“I have spent more hours than I can count holding a focus for people while they purged tons of undone, incomplete “stuff” lying around their life.”
— David Allen, author of Getting Things Done, and founder of The David Allen Company, a global training and consulting company, widely considered the leading authority in the fields of organizational and personal productivity.
When I read the sentence above, within one of David Allen’s newsletters, I nodded my head in silent agreement thinking, “Me too.” There are two interactive exercises which consistently prove to be the most powerful ones I do within my Managing with Aloha workshops: One is a team expression of Aloha, and the other is what Allen refers to as “holding a focus for people.”

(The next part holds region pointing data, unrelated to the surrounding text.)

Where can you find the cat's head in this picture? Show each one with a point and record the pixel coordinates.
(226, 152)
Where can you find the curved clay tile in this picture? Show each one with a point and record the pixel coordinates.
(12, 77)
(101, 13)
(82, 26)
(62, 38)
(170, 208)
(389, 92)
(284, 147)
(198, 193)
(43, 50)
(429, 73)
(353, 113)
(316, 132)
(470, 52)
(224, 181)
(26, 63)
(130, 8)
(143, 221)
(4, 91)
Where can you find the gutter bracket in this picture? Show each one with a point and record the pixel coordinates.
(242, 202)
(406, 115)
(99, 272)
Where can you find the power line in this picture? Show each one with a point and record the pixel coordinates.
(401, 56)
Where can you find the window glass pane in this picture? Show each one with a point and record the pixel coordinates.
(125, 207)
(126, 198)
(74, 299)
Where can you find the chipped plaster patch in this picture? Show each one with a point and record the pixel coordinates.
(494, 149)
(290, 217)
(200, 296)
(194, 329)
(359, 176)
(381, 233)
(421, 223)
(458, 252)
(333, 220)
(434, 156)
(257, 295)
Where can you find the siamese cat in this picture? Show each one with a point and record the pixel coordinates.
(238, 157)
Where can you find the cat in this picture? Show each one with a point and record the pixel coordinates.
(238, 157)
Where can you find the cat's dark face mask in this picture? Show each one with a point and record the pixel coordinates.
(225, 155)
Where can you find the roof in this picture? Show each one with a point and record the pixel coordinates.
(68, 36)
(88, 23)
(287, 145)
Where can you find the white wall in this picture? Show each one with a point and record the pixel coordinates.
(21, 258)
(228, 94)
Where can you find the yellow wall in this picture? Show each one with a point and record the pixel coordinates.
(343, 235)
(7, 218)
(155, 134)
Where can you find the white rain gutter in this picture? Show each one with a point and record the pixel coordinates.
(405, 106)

It’s quite simple, really. Focus time is something all managers can easily do for their own teams. It can be a gift, and usually is, because as easy as it is, we rarely give each other the time and relevant camaraderie to actually do it, and do it successfully.
Focus time done successfully is mostly a matter of context, for focus time is essentially the opportunity for self-reflection with good reason. I’ve taken a David Allen seminar, and we do our focus times the same way: We present our workplace concepts first (productivity for him, managing with values for me) to provide that thought-provoking context that will cause people to stop and think within our parameters of good intention, pushing all other busyness out of their mental awareness for an hour or so. We then have participants sit with pencil and paper, to write down their own answers to a series of questions we’ll ask, questions meant to turn on that tap of self-reflection and personal focus.
“… And one of the most difficult exercises for teams is their ‘disengagement’ strategy—what do we need to stop doing, in order to stay focused on what we have to accomplish?”
— David Allen
…and from our Aloha Archives: What can you Stop, and, what Must you Continue?
We now know the Mayans were wrong (thankfully!) for our world didn’t end on the 21st. Life goes on. How will that happen for you and your team?
As I look at the calendar, it strikes me that Monday, December 24th truly offers up this context of being a gifting day if yours is a workplace where you’ll spend part of the day together. It’s a day when providence conspires to help us be happy, hopeful, and optimistic. If you are a manager, consider giving your team the gift of some focus time:
Stop all the busyness and relax. Sit together.
Present your context — simply share your thoughts, just as I would share Managing with Aloha if I was there with you; in 2012, what has been your Ho‘ohana of worthwhile work together?
Ask others what they think, or when they felt you were all at your very best — what is relevant for them?
Ask how your workplace can be better in 2013;
Ask what will make it healthier.
Ask what will make it come alive with new energy.
End by simply and sincerely, saying “Mahalo — thank you.”
You can do this quietly — with pen and paper and self-reflection.
Or you can do this in conversation.
Perhaps you’ll do both.
This is what I know: When the Aloha of good intention is in the room with you, everyone walks out with that gift of relevant camaraderie. It becomes Ka lā hiki ola; the dawning of a new day.